WASHINGTON, 18 Fev (Reuters) - O Vaticano não participará da iniciativa do presidente dos Estados Unidos, Donald Trump, chamada “Conselho da Paz”, afirmou o cardeal Pietro Parolin, principal diplomata do Vaticano, na terça-feira, acrescentando que os esforços para lidar com situações de crise devem ser gerenciados pelas Nações Unidas.

O papa Leão 14, primeiro papa norte-americano e crítico de algumas das políticas de Trump, foi convidado a integrar o conselho em janeiro.

De acordo com o plano de Trump para Gaza, que levou a um frágil cessar-fogo em outubro, o conselho deveria supervisionar a governança temporária de Gaza.

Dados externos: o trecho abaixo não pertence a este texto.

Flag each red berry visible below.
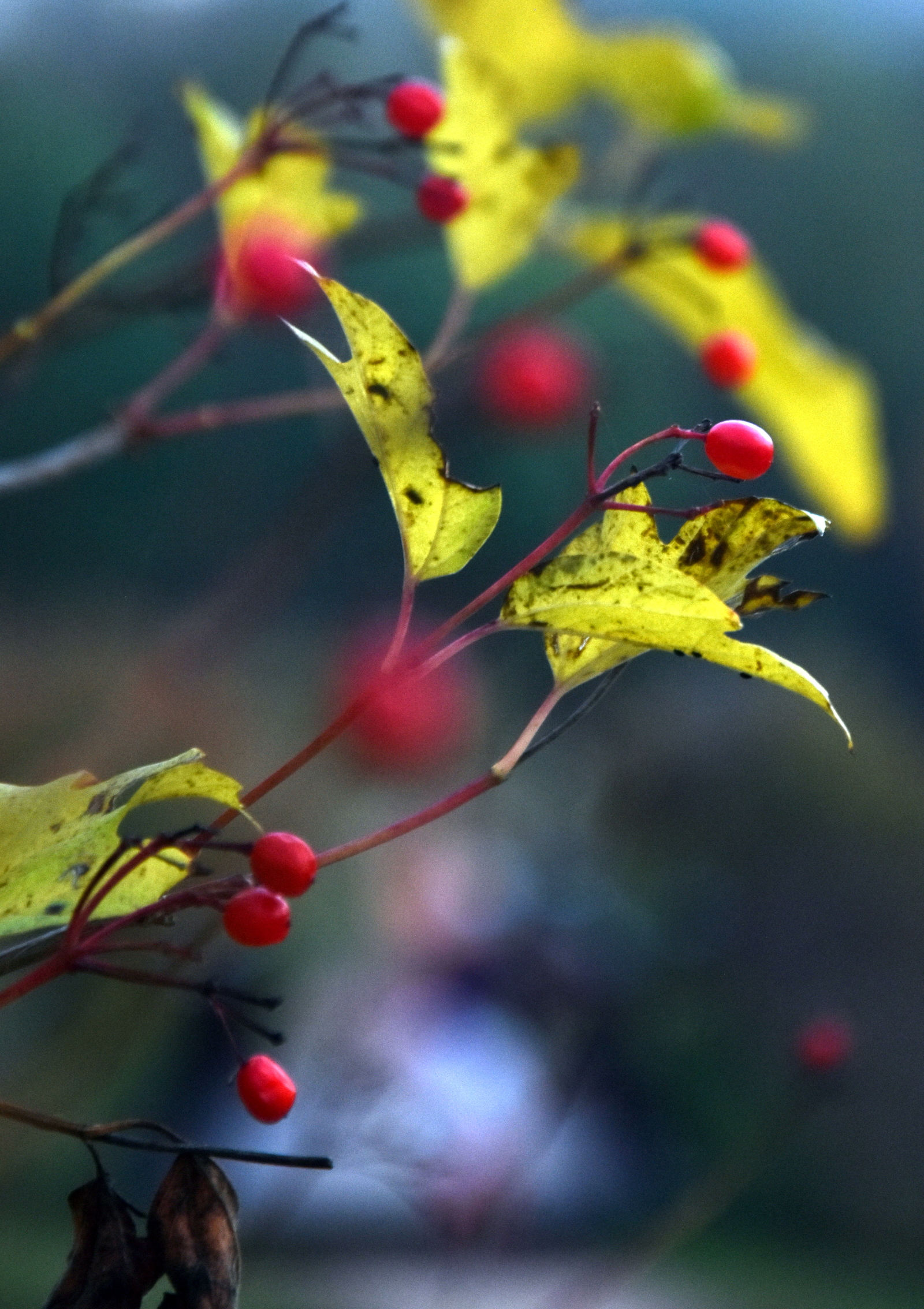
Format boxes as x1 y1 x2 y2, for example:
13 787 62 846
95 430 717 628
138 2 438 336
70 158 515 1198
418 173 468 222
335 631 480 774
699 331 758 386
796 1018 854 1072
250 831 318 895
237 1055 297 1123
220 224 316 318
385 79 446 139
694 220 751 270
476 328 590 427
222 886 292 945
706 418 773 479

Trump afirmou posteriormente que o conselho, presidido por ele, seria ampliado para lidar com conflitos globais. O conselho realizará sua primeira reunião em Washington na quinta-feira para discutir a reconstrução de Gaza.

A Itália e a União Europeia afirmaram que seus representantes planejam participar como observadores, uma vez que não aderiram ao conselho.

A Santa Sé “não participará do Conselho da Paz devido à sua natureza particular, que evidentemente não é a de outros Estados”, disse Parolin.

“Uma preocupação”, afirmou ele, “é que, em nível internacional, deve ser acima de tudo a ONU que gerencia essas situações de crise. Esse é um dos pontos em que insistimos”.

Muitos especialistas em direitos humanos afirmam que Trump comandar um conselho para supervisionar os assuntos de um território estrangeiro se assemelha a uma estrutura colonial. O conselho, lançado no mês passado, também enfrentou críticas por não incluir um palestino.

Os países reagiram com cautela ao convite de Trump, com especialistas preocupados que o conselho possa minar a ONU. Alguns dos aliados de Washington no Oriente Médio aderiram, mas seus aliados ocidentais permaneceram afastados até o momento.

A trégua em Gaza foi repetidamente violada, com centenas de palestinos e quatro soldados israelenses mortos desde que começou em outubro.

O ataque de Israel a Gaza matou mais de 72.000 pessoas, causou uma crise de fome e deslocou internamente toda a população de Gaza.

Vários especialistas em direitos humanos, acadêmicos e uma investigação da ONU afirmam que isso equivale a genocídio. Israel chama suas ações de autodefesa, depois que militantes liderados pelo Hamas mataram 1.200 pessoas e fizeram mais de 250 reféns em um ataque no final de 2023.